Ahab's monomania is presented in his strong decision to revenge himself on Moby Dick for the loss of one of his leg. In his mind, Moby Dick is the agent of evil and the enemy. To destroy it is to clean the world of sins. He has sworn to hunt to the death of the great whale, and would not lose any opportunity of finding it.In Ahab’s heart, there is only hatred and desire for revenge left. The death of Moby Dick is more than anything else.
Monomania is a dominating characteristic of Ahab, which preys on his other virtues.Ahab’s monomania is caused by mutilation. His monomania makes it the reason of his existence to pursuit the white whale. However, the monomial of Ahab is not a kind of common madness, but a kind of concentration, persistence, fortitude and uniqueness. It makes him the tragic hero figure and that is the critical point to reflect his nobility.

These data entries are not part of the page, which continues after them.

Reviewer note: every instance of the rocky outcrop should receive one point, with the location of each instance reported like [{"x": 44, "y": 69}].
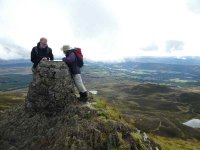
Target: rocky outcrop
[
  {"x": 57, "y": 121},
  {"x": 52, "y": 88}
]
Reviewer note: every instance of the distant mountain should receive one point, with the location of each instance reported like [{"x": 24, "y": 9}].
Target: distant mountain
[{"x": 188, "y": 60}]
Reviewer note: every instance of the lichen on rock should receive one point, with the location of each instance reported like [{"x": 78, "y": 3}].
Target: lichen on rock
[{"x": 52, "y": 88}]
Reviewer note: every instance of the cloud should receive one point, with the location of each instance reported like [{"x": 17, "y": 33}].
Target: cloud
[
  {"x": 174, "y": 45},
  {"x": 10, "y": 50},
  {"x": 90, "y": 19},
  {"x": 151, "y": 47},
  {"x": 194, "y": 5}
]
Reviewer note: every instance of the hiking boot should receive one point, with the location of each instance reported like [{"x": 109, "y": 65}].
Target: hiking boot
[{"x": 83, "y": 97}]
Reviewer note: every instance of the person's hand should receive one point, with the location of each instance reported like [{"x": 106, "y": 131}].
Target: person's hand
[
  {"x": 63, "y": 58},
  {"x": 44, "y": 58}
]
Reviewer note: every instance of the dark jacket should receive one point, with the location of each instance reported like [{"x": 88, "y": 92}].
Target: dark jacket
[
  {"x": 71, "y": 60},
  {"x": 37, "y": 54}
]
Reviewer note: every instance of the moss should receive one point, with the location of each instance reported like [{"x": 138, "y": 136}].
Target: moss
[
  {"x": 122, "y": 143},
  {"x": 139, "y": 140}
]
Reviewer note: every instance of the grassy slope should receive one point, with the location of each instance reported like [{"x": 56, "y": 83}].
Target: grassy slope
[
  {"x": 175, "y": 143},
  {"x": 11, "y": 99}
]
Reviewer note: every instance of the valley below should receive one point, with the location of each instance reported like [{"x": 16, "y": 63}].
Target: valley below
[{"x": 154, "y": 97}]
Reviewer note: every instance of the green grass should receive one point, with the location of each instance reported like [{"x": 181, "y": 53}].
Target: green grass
[
  {"x": 107, "y": 111},
  {"x": 175, "y": 143}
]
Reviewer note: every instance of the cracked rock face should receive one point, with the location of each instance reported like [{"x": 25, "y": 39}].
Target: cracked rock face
[{"x": 52, "y": 88}]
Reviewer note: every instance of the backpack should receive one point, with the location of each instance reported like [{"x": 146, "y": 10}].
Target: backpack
[
  {"x": 36, "y": 50},
  {"x": 79, "y": 56}
]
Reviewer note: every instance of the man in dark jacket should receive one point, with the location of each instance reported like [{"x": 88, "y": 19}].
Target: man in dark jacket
[
  {"x": 71, "y": 60},
  {"x": 41, "y": 52}
]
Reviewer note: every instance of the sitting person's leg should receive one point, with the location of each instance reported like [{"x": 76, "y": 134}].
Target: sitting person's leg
[{"x": 81, "y": 88}]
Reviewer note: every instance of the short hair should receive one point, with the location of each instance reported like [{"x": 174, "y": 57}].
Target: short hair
[{"x": 43, "y": 39}]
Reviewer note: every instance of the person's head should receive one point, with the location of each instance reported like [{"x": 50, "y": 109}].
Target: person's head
[
  {"x": 65, "y": 48},
  {"x": 43, "y": 42}
]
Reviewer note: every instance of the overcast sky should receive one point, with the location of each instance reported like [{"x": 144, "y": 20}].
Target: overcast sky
[{"x": 104, "y": 29}]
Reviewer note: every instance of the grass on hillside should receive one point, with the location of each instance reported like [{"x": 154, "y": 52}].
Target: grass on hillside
[{"x": 176, "y": 144}]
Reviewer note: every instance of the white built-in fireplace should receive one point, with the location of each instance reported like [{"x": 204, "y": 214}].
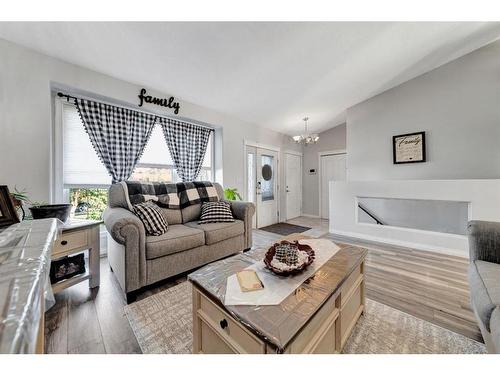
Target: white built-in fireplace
[{"x": 424, "y": 214}]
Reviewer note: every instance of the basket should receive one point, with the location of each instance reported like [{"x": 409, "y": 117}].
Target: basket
[{"x": 271, "y": 252}]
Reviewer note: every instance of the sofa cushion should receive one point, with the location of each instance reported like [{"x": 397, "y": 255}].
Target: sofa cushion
[
  {"x": 173, "y": 216},
  {"x": 484, "y": 280},
  {"x": 178, "y": 238},
  {"x": 216, "y": 212},
  {"x": 216, "y": 232},
  {"x": 191, "y": 213},
  {"x": 152, "y": 217}
]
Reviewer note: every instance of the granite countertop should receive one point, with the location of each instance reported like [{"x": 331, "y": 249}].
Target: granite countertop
[{"x": 25, "y": 250}]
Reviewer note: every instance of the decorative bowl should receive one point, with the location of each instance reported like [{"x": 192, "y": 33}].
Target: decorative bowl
[
  {"x": 58, "y": 211},
  {"x": 271, "y": 252}
]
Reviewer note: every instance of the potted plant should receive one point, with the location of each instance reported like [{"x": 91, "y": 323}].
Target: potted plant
[
  {"x": 231, "y": 194},
  {"x": 41, "y": 210}
]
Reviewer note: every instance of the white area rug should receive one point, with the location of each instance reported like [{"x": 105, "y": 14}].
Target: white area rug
[{"x": 162, "y": 323}]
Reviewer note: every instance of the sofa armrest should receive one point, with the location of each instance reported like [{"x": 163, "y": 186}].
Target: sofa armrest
[
  {"x": 244, "y": 211},
  {"x": 484, "y": 241},
  {"x": 128, "y": 230}
]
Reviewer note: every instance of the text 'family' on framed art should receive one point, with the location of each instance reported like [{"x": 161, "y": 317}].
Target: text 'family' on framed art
[{"x": 408, "y": 148}]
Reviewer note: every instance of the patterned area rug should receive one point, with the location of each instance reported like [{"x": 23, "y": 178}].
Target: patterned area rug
[
  {"x": 285, "y": 229},
  {"x": 162, "y": 323}
]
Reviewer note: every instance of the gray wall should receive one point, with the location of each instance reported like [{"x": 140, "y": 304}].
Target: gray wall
[
  {"x": 330, "y": 140},
  {"x": 26, "y": 119},
  {"x": 457, "y": 104}
]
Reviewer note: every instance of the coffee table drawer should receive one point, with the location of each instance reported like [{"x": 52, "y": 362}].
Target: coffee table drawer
[
  {"x": 352, "y": 307},
  {"x": 319, "y": 333},
  {"x": 229, "y": 330},
  {"x": 70, "y": 241},
  {"x": 212, "y": 343}
]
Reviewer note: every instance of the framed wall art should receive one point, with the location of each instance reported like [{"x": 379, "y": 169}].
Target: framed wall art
[{"x": 408, "y": 148}]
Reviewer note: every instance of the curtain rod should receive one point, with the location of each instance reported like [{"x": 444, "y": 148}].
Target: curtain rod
[{"x": 68, "y": 97}]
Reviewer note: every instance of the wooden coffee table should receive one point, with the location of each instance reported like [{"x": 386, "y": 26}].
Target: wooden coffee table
[{"x": 317, "y": 318}]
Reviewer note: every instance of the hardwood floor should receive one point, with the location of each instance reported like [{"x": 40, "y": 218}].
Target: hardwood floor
[{"x": 430, "y": 286}]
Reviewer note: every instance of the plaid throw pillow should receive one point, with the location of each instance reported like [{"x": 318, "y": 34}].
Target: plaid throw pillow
[
  {"x": 152, "y": 218},
  {"x": 216, "y": 212}
]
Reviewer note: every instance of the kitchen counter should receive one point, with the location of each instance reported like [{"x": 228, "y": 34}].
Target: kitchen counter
[{"x": 25, "y": 250}]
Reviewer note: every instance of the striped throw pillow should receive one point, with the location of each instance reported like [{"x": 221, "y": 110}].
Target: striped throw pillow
[
  {"x": 152, "y": 218},
  {"x": 216, "y": 212}
]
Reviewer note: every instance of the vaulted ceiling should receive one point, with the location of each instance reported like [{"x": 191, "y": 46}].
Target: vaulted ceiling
[{"x": 271, "y": 74}]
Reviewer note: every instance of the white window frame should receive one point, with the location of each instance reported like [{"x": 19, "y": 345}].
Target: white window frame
[{"x": 58, "y": 191}]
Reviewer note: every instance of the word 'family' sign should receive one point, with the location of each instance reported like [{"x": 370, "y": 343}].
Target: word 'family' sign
[{"x": 162, "y": 102}]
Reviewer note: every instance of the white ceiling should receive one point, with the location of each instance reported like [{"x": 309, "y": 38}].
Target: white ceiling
[{"x": 271, "y": 74}]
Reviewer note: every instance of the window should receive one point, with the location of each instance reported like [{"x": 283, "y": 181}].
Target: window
[
  {"x": 156, "y": 163},
  {"x": 85, "y": 179}
]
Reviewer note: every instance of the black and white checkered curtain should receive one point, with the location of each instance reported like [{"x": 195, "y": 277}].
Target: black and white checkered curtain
[
  {"x": 187, "y": 144},
  {"x": 118, "y": 135}
]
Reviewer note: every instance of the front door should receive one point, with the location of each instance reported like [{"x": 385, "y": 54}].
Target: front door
[
  {"x": 293, "y": 187},
  {"x": 267, "y": 187},
  {"x": 332, "y": 168}
]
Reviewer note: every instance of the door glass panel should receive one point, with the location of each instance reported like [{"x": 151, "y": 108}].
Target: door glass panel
[
  {"x": 267, "y": 181},
  {"x": 251, "y": 177}
]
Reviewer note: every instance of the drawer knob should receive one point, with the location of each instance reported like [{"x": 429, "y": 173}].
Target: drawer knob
[{"x": 223, "y": 323}]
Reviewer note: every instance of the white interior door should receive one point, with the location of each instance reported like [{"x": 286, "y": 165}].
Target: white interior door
[
  {"x": 332, "y": 168},
  {"x": 251, "y": 171},
  {"x": 293, "y": 185},
  {"x": 267, "y": 187}
]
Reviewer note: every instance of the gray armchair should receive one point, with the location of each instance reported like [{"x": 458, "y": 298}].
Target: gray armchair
[{"x": 484, "y": 279}]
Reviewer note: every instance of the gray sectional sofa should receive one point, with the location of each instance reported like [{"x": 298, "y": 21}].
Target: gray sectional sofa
[
  {"x": 139, "y": 260},
  {"x": 484, "y": 279}
]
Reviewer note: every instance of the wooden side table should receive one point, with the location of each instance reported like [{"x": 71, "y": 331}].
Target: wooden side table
[{"x": 77, "y": 236}]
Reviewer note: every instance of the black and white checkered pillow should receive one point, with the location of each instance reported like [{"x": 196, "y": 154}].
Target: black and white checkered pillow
[
  {"x": 216, "y": 212},
  {"x": 152, "y": 218}
]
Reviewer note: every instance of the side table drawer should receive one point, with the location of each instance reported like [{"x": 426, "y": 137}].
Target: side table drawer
[{"x": 70, "y": 241}]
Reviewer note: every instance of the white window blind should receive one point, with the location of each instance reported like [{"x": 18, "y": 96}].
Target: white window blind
[{"x": 82, "y": 167}]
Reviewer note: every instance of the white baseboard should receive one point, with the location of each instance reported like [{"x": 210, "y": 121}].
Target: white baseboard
[{"x": 412, "y": 245}]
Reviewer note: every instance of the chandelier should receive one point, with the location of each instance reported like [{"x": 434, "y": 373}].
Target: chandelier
[{"x": 306, "y": 138}]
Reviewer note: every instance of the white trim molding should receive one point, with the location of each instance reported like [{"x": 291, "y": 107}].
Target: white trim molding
[{"x": 246, "y": 142}]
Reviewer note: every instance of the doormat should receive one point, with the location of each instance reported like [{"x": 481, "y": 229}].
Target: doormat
[{"x": 285, "y": 229}]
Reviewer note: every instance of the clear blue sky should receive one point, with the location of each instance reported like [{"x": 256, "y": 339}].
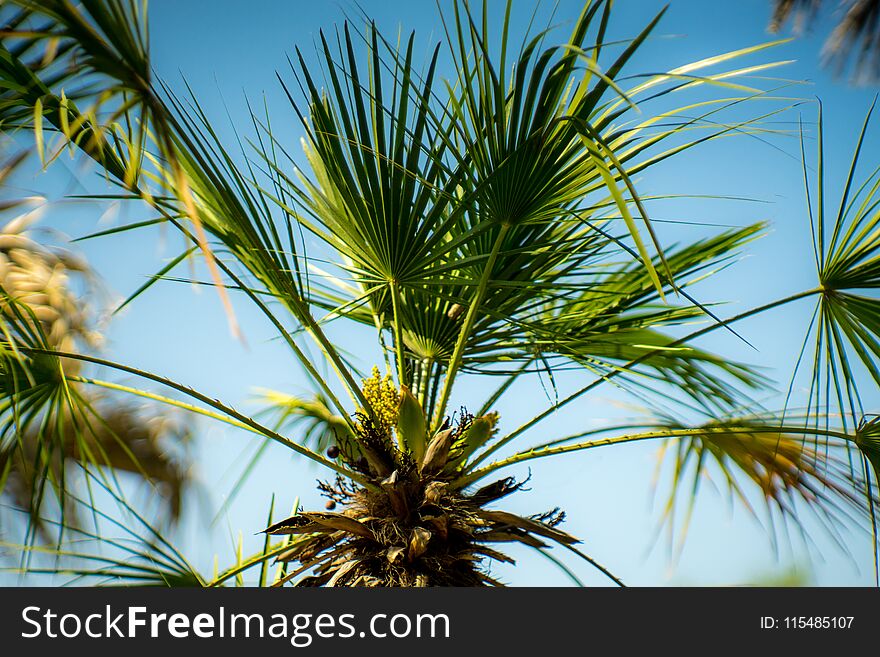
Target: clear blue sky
[{"x": 228, "y": 50}]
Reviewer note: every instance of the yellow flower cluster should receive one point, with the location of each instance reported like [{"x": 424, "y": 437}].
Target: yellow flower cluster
[{"x": 384, "y": 399}]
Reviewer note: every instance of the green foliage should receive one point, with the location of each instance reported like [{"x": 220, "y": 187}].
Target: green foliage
[{"x": 484, "y": 225}]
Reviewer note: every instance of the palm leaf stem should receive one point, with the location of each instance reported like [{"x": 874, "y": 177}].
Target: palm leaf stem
[{"x": 467, "y": 326}]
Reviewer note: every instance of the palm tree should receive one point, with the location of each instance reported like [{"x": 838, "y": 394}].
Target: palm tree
[
  {"x": 857, "y": 34},
  {"x": 488, "y": 225}
]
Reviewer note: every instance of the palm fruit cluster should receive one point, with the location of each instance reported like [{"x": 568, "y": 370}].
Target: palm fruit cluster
[
  {"x": 412, "y": 524},
  {"x": 43, "y": 281}
]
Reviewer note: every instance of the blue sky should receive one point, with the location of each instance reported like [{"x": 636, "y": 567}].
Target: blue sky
[{"x": 231, "y": 50}]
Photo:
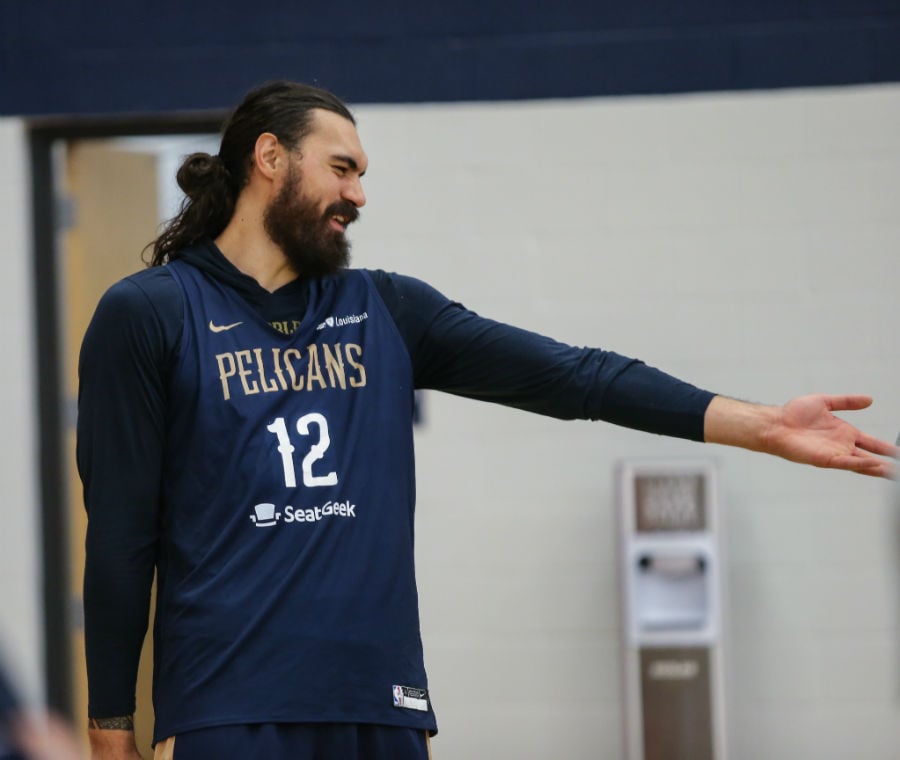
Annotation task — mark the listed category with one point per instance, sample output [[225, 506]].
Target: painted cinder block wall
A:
[[748, 243]]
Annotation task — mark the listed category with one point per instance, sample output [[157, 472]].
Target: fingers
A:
[[848, 402], [864, 464], [877, 446]]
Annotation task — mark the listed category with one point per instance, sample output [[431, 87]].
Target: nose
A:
[[353, 193]]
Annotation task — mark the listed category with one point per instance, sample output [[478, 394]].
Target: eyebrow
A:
[[351, 162]]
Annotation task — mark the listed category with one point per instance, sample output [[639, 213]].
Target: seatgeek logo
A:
[[266, 516], [349, 319]]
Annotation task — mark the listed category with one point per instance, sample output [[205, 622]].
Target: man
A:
[[245, 427]]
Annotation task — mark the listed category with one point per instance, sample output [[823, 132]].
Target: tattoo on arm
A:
[[120, 723]]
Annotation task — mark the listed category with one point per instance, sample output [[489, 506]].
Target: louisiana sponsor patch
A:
[[411, 698]]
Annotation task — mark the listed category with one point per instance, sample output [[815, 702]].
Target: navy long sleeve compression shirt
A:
[[127, 356]]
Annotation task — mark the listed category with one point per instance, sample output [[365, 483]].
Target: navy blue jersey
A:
[[286, 584], [188, 440]]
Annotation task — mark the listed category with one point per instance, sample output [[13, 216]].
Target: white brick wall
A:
[[21, 615], [748, 243]]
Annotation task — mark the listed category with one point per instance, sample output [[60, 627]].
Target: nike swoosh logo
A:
[[222, 328]]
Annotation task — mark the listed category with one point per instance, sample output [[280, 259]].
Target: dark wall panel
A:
[[88, 58]]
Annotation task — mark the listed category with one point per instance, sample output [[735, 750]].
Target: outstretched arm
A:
[[803, 430]]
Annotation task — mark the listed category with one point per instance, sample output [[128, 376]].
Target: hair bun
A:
[[199, 172]]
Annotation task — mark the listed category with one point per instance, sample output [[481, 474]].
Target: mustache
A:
[[344, 209]]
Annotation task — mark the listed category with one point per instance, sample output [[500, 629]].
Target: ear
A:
[[266, 154]]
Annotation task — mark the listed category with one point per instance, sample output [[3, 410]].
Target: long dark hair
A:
[[212, 183]]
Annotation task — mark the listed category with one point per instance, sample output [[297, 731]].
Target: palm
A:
[[808, 432]]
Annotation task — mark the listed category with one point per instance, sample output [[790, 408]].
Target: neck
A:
[[245, 243]]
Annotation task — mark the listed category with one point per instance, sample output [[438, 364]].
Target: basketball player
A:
[[245, 427]]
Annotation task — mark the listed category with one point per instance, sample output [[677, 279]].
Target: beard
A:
[[305, 235]]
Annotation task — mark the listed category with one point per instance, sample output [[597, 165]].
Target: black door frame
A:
[[52, 405]]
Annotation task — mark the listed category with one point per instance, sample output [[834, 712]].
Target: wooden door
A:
[[110, 191]]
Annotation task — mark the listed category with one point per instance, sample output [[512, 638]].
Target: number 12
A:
[[315, 453]]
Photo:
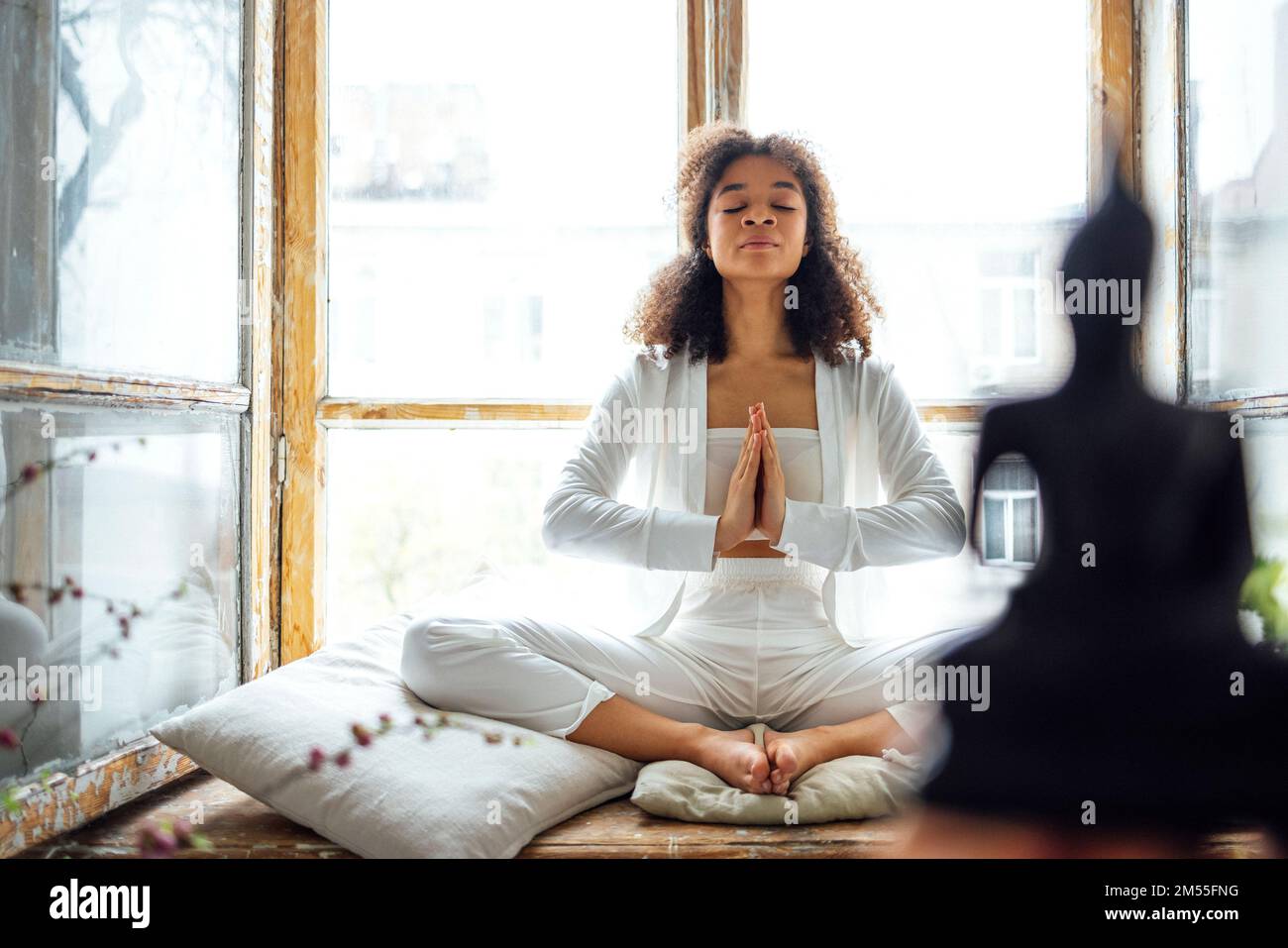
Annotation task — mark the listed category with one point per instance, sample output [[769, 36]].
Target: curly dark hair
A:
[[683, 301]]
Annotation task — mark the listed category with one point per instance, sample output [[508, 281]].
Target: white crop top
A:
[[800, 456]]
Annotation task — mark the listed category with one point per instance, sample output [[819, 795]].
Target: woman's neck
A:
[[756, 320]]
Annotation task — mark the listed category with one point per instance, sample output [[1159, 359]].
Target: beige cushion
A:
[[854, 788]]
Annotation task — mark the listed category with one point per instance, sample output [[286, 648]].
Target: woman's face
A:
[[756, 220]]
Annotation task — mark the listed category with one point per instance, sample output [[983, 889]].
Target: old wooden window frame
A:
[[1136, 84], [712, 85], [71, 797]]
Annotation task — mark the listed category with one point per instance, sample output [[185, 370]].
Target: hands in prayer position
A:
[[758, 492]]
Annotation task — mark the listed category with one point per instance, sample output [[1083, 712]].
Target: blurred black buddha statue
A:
[[1124, 693]]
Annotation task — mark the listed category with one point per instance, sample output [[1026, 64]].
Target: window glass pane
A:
[[132, 222], [134, 524], [995, 527], [958, 590], [498, 183], [1025, 322], [1024, 530], [957, 154], [411, 513], [1265, 460], [1237, 197]]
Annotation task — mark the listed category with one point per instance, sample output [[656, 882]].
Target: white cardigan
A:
[[632, 496]]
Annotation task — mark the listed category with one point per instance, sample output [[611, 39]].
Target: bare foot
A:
[[735, 758], [791, 754]]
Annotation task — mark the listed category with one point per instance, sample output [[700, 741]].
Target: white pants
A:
[[751, 643]]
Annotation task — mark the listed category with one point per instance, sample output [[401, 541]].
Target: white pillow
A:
[[454, 794]]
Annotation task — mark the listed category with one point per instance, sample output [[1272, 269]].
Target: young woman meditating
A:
[[760, 333]]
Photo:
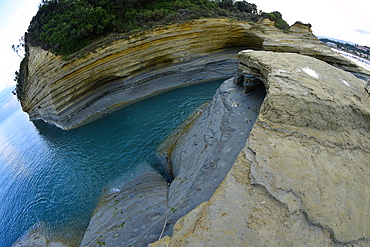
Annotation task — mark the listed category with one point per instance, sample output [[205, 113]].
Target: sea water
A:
[[52, 179]]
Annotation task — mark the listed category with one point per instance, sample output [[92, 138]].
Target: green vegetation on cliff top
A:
[[65, 27]]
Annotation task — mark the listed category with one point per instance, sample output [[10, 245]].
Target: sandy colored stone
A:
[[73, 92], [303, 177]]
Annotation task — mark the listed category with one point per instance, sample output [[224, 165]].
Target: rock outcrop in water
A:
[[303, 176], [71, 93], [136, 212]]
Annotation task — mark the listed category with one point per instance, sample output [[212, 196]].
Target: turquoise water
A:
[[53, 178]]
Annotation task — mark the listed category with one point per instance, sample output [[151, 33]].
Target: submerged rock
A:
[[142, 209], [303, 176]]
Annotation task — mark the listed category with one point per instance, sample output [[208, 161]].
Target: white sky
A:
[[348, 20]]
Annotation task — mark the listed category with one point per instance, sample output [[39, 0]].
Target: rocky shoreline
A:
[[286, 168], [71, 93]]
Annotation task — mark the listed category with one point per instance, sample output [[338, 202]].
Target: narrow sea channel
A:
[[52, 178]]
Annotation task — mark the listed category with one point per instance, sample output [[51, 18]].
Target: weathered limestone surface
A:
[[135, 213], [130, 213], [303, 177], [71, 93]]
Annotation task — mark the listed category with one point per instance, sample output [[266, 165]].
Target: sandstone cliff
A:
[[71, 93], [303, 177]]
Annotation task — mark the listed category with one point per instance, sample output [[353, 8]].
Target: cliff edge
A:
[[71, 93], [303, 176]]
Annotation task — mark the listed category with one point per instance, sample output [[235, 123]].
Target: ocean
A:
[[52, 178]]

Ahab’s humanity was mainly demonstrated in his attitude towards his family and the black sailor, Pip. Ahab is an experienced captain who started his sea career when he was a teenager. In addition, he has a warm family with a wife and a lovely child. Although he is occupied by the hatred for Moby Dick and the desire of revenge, he often thinks of his families during the chasing for the whale. Because of the long time life on sea, Ahab was unable to attend his families all the time, which makes him deeply ashamed.
For the complex that afflicts Ahab, he embodies a form of sickness, but in doing so he embodies also a form of tragedy. The two originate and eventuate together. However, Ahab is not only the sick self. He is a representative of his time and place. He is modern man, and particularly American man, in his role as “free” and “independent” individual, as self-sustaining and self-assertive ego. He owns his forcible will and unbending purpose, which is also enlarged by both his vices and his strength to dimensions of legendary grandeur.
According to the critic M. H. Abrams, such a tragic hero “move us to pity because, since he is not an evil person, his misfortune is greater than he deserves; but he moves us also to fear, because we recognize similar possibilities of error in our own lesser and fallible selves.”